La caries es una enfermedad multifactorial que se caracteriza por la destrucción de los tejidos duros del diente como consecuencia de la desmineralización provocada por los ácidos que genera la placa dental.
Las bacterias de las caries de los dientes de leche podrían afectar a los dientes definitivos y producir caries también en estos
En la Unidad de Odontopediatría de Clínica Dental Colmenero enfocamos el tratamiento de la caries infantil desde la mínima invasión.
Nuestra odontopediatra, la doctora Ana María Wilches, aborda el procedimiento dependiendo del tipo de paciente que estemos tratando y de si está adaptado o no a la consulta.

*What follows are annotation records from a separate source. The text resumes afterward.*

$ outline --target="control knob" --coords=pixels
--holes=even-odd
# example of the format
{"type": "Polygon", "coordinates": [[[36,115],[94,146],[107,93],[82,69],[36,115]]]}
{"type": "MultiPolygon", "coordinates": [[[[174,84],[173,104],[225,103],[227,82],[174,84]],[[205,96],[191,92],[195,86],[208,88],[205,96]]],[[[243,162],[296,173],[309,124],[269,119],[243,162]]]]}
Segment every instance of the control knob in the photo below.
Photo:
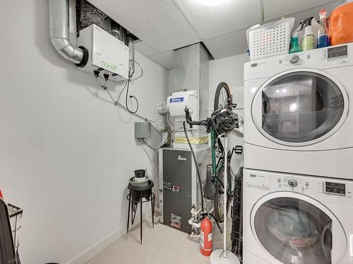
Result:
{"type": "Polygon", "coordinates": [[[289,58],[289,62],[292,64],[295,64],[299,61],[299,56],[298,55],[293,55],[289,58]]]}
{"type": "Polygon", "coordinates": [[[295,179],[289,179],[288,180],[288,185],[291,187],[297,187],[298,186],[298,181],[295,179]]]}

De este modo, para algunos niños se emplean técnicas no invasivas, utilizando un gel que permite eliminar la caries con una cucharilla, sin necesidad de usar turbina ni anestesia local; mientras que para otros se recurre a la turbina y la anestesia para poder trabajar y evitar así algún tipo de dolor.

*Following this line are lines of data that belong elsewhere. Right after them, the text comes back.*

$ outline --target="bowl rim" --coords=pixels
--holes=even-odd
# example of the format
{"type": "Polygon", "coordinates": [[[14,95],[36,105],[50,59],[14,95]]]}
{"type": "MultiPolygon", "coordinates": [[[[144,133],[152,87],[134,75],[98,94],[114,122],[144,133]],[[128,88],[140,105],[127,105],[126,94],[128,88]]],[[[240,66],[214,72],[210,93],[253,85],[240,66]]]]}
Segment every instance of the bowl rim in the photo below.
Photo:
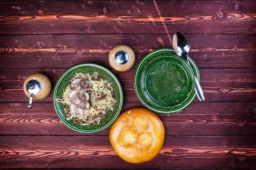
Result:
{"type": "Polygon", "coordinates": [[[86,63],[79,64],[79,65],[75,65],[73,67],[72,67],[68,69],[67,70],[66,70],[61,75],[61,77],[58,79],[57,82],[54,88],[54,91],[53,91],[53,104],[54,105],[54,108],[55,109],[55,111],[56,111],[56,113],[57,113],[57,114],[58,117],[59,117],[59,118],[60,119],[61,121],[61,122],[65,125],[66,125],[67,127],[68,127],[72,129],[73,130],[76,131],[78,132],[81,132],[81,133],[94,133],[98,132],[99,132],[100,131],[106,129],[107,128],[108,128],[111,125],[112,125],[114,122],[115,122],[116,119],[118,117],[118,116],[120,114],[120,113],[121,112],[121,111],[122,110],[122,108],[123,102],[123,94],[122,88],[122,86],[121,85],[121,84],[120,83],[120,82],[119,82],[119,80],[118,80],[118,79],[117,79],[117,78],[116,77],[116,75],[113,73],[112,73],[110,70],[109,70],[108,69],[106,68],[105,67],[102,66],[102,65],[101,65],[99,64],[91,63],[86,63]],[[83,67],[83,66],[95,67],[102,69],[104,71],[105,71],[107,72],[108,74],[109,74],[111,76],[112,76],[112,77],[115,80],[115,82],[116,82],[116,84],[117,84],[117,86],[118,86],[118,88],[119,89],[119,91],[120,92],[120,104],[119,105],[117,112],[116,113],[114,117],[109,122],[108,122],[108,123],[105,126],[103,126],[103,127],[99,128],[99,129],[97,129],[96,130],[81,130],[79,128],[76,128],[70,125],[68,123],[67,123],[66,120],[65,120],[64,119],[63,119],[62,118],[62,117],[61,116],[61,113],[60,113],[58,110],[57,109],[57,105],[56,105],[57,102],[56,102],[55,101],[55,98],[56,98],[56,94],[57,93],[57,89],[60,84],[61,80],[63,78],[63,77],[67,74],[70,71],[73,70],[74,69],[75,69],[77,68],[79,68],[81,67],[83,67]]]}
{"type": "MultiPolygon", "coordinates": [[[[135,92],[136,93],[137,96],[138,96],[138,98],[139,98],[140,102],[141,102],[142,103],[142,104],[145,106],[146,107],[146,108],[148,108],[149,110],[150,110],[154,112],[157,112],[160,114],[174,114],[174,113],[175,113],[179,112],[180,111],[185,109],[185,108],[187,108],[189,105],[190,105],[193,102],[195,99],[195,97],[196,96],[196,94],[195,94],[195,93],[193,92],[193,93],[195,93],[195,94],[194,94],[194,96],[192,97],[191,100],[188,103],[188,104],[187,104],[186,105],[185,105],[185,106],[183,107],[182,108],[177,109],[175,110],[172,110],[172,111],[163,111],[158,110],[157,108],[154,109],[154,108],[152,108],[152,107],[148,106],[148,105],[147,105],[146,103],[145,103],[145,102],[144,102],[144,101],[141,98],[141,97],[140,96],[140,95],[138,92],[138,89],[137,88],[137,85],[136,83],[136,82],[139,82],[137,80],[137,75],[138,74],[138,71],[139,69],[140,66],[141,65],[141,63],[143,62],[143,61],[146,58],[147,58],[148,57],[148,56],[150,56],[150,55],[152,55],[152,54],[153,54],[154,53],[158,52],[159,51],[166,51],[166,50],[172,51],[175,51],[173,48],[159,48],[159,49],[154,50],[150,52],[150,53],[148,53],[147,54],[146,54],[145,55],[145,56],[140,60],[140,61],[138,64],[137,67],[136,68],[136,69],[135,70],[135,74],[134,74],[134,89],[135,91],[135,92]]],[[[200,76],[199,76],[199,71],[198,71],[198,69],[197,68],[197,67],[196,66],[196,65],[195,63],[195,62],[193,61],[193,60],[190,57],[189,57],[189,56],[188,56],[188,60],[189,61],[189,62],[191,62],[191,64],[189,64],[186,62],[186,61],[184,60],[184,59],[181,58],[181,57],[179,57],[178,56],[177,56],[177,55],[169,54],[166,54],[165,56],[172,56],[173,57],[177,57],[177,58],[180,59],[182,60],[183,60],[184,62],[186,62],[186,64],[189,67],[189,70],[191,70],[192,74],[196,74],[196,76],[197,76],[197,78],[198,79],[198,81],[200,82],[200,76]],[[192,66],[193,66],[194,69],[195,71],[195,72],[194,71],[193,68],[192,68],[191,65],[192,65],[192,66]]],[[[195,80],[194,76],[193,76],[192,79],[193,80],[193,86],[194,86],[195,83],[195,80]]]]}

Dra. Ana Wilches: “Siempre utilizamos materiales estéticos y que estimulan el proceso de remineralización natural liberando y recargando el calcio, fosfato y fluoruro”

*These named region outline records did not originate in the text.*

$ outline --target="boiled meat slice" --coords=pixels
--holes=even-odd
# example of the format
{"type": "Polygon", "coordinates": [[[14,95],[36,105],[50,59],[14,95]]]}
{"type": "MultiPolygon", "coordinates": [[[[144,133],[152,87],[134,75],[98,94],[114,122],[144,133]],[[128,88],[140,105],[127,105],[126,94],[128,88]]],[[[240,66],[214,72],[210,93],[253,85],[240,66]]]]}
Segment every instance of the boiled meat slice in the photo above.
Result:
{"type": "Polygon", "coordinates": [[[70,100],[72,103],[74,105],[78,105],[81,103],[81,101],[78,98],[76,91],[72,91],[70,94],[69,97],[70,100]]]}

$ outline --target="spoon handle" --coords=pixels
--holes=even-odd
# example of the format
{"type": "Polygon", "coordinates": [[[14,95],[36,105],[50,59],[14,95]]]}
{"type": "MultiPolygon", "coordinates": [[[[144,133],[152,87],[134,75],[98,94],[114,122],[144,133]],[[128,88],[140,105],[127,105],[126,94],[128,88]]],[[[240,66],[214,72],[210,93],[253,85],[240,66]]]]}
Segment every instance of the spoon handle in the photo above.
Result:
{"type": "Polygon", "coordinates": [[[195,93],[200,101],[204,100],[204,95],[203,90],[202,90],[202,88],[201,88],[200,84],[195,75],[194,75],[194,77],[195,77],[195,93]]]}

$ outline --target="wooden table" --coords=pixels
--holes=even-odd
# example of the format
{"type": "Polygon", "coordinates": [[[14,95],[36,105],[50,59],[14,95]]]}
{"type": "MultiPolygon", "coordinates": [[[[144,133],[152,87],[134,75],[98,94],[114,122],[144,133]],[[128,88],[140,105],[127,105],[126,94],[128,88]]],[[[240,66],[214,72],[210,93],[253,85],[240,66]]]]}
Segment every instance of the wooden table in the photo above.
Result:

En cualquier caso, siempre insistimos a los padres en lo importante que es en esta etapa inculcar al niño unas pautas de higiene y alimentación.
Los selladores y el flúor son una ayuda para mantener la higiene y reducir las caries, pero lo fundamental es que el niño interiorice estas normas higiénicas y saludables e incorpore a su rutina las visitas periódicas de adaptación y control.
El proceso biológico que se produce en los dientes es dinámico: desmineralización-remineralización, lo que implica que es posible controlar la progresión de la enfermedad y hacerla reversible en los primeros estadíos. La fluorización, además de su poder de remineralización, aporta un efecto antibacteriano.
El sellador es una capa delgada de resina que se coloca en las superficies de masticación de los molares definitivos, alisándolas para evitar el acumulo de placa y retención de alimentos, previniendo así la caries.
Una vez aplicados, los selladores evitan hasta el 80% de las caries. Los niños de 6 a 11 años sin selladores tienen casi tres veces más caries en los primeros molares que los niños con selladores.
Cuando la lesión cariosa ya no es reversible, pero no afecta al tejido nervioso del diente, hacemos un empaste u obturación del mismo. Para ello se retira el esmalte afectado y se limpia bien toda la zona, aplicando después un protector pulpar y el material restaurador estético.
Recurrimos a esta técnica cuando la lesión cariosa llega al nervio. Consiste en la eliminación de la parte de la pulpa o nervio dental que ha resultado dañada, conservando la funcionalidad del diente.
Evitamos así síntomas como dolor, sensibilidad, inflamación o la reabsorción de la raíz. La pulpotomía no afecta a la erupción del diente definitivo.
Está indicada para lesiones muy avanzadas. Consiste en la eliminación total de la pulpa, incluyendo el interior de la corona y la raíz del diente. Obliga a sellar y reconstruir el diente protegiéndolo de posibles infecciones y, posteriormente, promover el desarrollo sano de las raíces fisiológicas.
Es posible controlar la progresión de la caries y hacerla reversible en los primeros estadíos
Para evitar la caries en los niños es muy importante mantener unos hábitos adecuados de cepillado dental y de alimentación.